So there is a society hang up on weight right? Well normally I never give it a single thought. My Mom is really amazing and instilled really strong security about weight to my sister and I - and while we certainly haven't been unwavered by society's pressure, we do a pretty good job. Even while pregnant!
And then there's now . . .
I won't say I'm swayed by society, but I WILL say that I have had a heart-sinking feeling when I step on the scale lately. A pound a week - no big deal at all, I know it in my head but my self-esteem isn't so strong lately. When you have a way that your body has gained in all three previous pregnancies, you expect that it will be the same again right? Well this time is very different for me - I never had my no-weight gain first trimester+ like normal. I've just steadily gained. My only worry is that also typical-for-me is that I gain a LOT at the end, so my thought is, if I start out gaining 1/2 of my end-pregnancy weight now, with the end added to it, is it going to be really a lot all together? My obvious question to myself is, "Does it even matter??" but still . . . I told you my self-esteem is a bit on the low side as of late.
I eat sugar (literally as in ANY sugar) maybe once a month if that. I have an intolerance that requires sugar to be separated from something else that I eat quite often (fruit or citric acid (a fruit derivative) so it's simpler to eat the fruit/fruit derivative than it is to eat sugar. So I know I eat well - I don't eat any fast food or commercial food other than corn chips, an organic pasta and I use canned tomato products (without sugar). I make the rest of our food from scratch and so there is almost zero "junk" in our food. This has been a new thing for me (eating according to my intolerance) since September 2006 . . .so maybe the good eating is the weight gain? I can say that it is - right? Ha ha!
It was to the point the other day where I asked my husband (chagrined that I even felt like I wanted to ask), "Will you love me even if I get big Hon?" His instant and honest answer was 'of course' . . . so I pushed it (isn't that a pregnant wife's JOB?), "I mean big as in really big? If I don't lose any of the weight?" . . . and again he said 'of course'. :happy sigh: I believe him. Now just to get this silly brain of mine to quiet down. My decision after all of this rambling and concern is to stay off of the scale for a while. It won't change what I'm eating or how I'm doing health wise and I don't want to freak out about it for a while.
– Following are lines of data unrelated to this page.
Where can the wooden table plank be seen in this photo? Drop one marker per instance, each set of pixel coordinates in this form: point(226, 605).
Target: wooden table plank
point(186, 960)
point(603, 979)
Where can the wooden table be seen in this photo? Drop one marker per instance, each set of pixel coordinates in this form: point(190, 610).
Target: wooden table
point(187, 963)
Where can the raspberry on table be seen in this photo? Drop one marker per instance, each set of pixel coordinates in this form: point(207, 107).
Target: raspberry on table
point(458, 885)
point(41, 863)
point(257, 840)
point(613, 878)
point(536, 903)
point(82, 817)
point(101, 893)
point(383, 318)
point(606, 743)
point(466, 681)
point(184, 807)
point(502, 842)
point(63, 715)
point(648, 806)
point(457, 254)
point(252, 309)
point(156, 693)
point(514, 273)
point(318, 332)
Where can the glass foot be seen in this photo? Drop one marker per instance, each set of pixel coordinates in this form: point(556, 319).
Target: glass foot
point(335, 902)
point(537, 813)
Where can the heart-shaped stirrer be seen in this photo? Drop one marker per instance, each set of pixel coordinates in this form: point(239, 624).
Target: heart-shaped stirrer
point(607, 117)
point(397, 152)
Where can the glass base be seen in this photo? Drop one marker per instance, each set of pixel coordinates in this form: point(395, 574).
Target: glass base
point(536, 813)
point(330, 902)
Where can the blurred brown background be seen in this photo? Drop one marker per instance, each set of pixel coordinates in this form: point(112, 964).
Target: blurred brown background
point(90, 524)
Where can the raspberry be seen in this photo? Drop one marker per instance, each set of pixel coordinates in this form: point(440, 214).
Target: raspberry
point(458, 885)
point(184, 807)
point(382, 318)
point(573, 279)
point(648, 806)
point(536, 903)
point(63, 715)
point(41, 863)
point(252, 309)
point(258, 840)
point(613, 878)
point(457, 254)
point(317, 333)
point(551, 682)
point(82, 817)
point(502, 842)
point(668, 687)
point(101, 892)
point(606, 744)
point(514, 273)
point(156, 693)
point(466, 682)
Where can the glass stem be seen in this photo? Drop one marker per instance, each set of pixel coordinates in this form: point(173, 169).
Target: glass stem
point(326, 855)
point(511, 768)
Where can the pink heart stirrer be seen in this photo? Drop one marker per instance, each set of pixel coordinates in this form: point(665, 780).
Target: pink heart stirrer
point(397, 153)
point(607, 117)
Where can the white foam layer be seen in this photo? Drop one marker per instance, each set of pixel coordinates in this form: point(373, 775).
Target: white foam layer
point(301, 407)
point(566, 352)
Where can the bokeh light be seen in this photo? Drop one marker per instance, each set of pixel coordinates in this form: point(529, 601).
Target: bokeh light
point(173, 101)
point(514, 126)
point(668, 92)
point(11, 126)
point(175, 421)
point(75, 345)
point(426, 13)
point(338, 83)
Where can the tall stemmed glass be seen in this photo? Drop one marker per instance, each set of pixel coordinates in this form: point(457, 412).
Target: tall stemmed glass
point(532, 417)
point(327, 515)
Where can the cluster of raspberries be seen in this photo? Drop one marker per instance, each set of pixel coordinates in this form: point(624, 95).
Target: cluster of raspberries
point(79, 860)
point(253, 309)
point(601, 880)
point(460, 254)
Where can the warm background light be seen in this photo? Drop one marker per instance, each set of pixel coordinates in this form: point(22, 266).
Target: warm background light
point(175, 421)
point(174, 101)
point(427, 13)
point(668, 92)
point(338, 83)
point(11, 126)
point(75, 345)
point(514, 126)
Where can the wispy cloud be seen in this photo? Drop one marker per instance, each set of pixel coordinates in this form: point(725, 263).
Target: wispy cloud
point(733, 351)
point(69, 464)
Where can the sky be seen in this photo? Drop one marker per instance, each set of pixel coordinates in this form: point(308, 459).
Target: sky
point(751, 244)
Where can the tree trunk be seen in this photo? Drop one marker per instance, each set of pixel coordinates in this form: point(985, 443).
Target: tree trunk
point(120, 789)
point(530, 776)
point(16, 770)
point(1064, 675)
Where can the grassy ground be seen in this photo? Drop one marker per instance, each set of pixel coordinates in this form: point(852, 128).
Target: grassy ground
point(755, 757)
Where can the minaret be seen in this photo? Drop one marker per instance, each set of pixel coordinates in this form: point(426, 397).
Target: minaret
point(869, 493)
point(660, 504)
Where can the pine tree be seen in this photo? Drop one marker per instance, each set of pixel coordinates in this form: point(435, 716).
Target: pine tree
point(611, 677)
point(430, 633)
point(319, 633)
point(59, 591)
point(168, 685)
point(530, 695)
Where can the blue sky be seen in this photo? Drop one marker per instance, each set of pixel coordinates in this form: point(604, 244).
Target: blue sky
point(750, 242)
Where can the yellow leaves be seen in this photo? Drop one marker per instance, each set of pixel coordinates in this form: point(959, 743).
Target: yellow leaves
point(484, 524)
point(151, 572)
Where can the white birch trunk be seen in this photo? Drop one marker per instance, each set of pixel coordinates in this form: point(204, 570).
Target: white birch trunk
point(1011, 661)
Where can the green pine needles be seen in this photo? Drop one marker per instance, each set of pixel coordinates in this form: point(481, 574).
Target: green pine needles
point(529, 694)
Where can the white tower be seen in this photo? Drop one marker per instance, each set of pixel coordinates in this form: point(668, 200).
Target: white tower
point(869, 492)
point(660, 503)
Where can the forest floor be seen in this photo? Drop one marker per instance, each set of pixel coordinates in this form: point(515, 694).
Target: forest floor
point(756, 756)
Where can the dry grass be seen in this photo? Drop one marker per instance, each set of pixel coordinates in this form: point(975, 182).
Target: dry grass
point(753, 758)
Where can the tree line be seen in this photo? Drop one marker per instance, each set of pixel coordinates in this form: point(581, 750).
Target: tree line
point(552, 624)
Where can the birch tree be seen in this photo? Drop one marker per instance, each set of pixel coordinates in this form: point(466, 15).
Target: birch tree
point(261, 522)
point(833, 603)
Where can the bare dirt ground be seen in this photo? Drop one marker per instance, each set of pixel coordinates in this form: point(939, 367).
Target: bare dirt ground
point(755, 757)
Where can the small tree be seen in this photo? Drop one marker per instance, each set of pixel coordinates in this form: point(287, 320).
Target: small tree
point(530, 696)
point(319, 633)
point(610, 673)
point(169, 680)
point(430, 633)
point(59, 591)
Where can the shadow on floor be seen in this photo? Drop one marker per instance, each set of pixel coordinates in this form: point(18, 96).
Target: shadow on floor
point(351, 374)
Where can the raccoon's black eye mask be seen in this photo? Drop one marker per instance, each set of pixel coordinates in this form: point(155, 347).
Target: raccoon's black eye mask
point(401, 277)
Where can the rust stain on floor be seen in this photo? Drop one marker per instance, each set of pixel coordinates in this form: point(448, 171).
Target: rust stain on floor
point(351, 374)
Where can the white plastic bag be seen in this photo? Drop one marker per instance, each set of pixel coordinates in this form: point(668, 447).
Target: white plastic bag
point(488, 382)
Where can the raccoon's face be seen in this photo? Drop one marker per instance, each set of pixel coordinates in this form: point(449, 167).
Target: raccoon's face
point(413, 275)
I have a tummy picture to share! Don't mind the scar that you see, it's from an appendectomy I had while pregnant with my middle son (and they can't do laparoscopic surgery when you are pregnant so I have a scar that is classic-style-appendectomy instead). I'm near having to wear maternity clothes, but the pants bug the heck out of me because I swear they have to be pulled up a few HUNDRED times a day and there is little more that I hate than clothes that don't fit. Bah! Does someone make maternity suspenders?? I now see the draw to moomoos. Ha ha!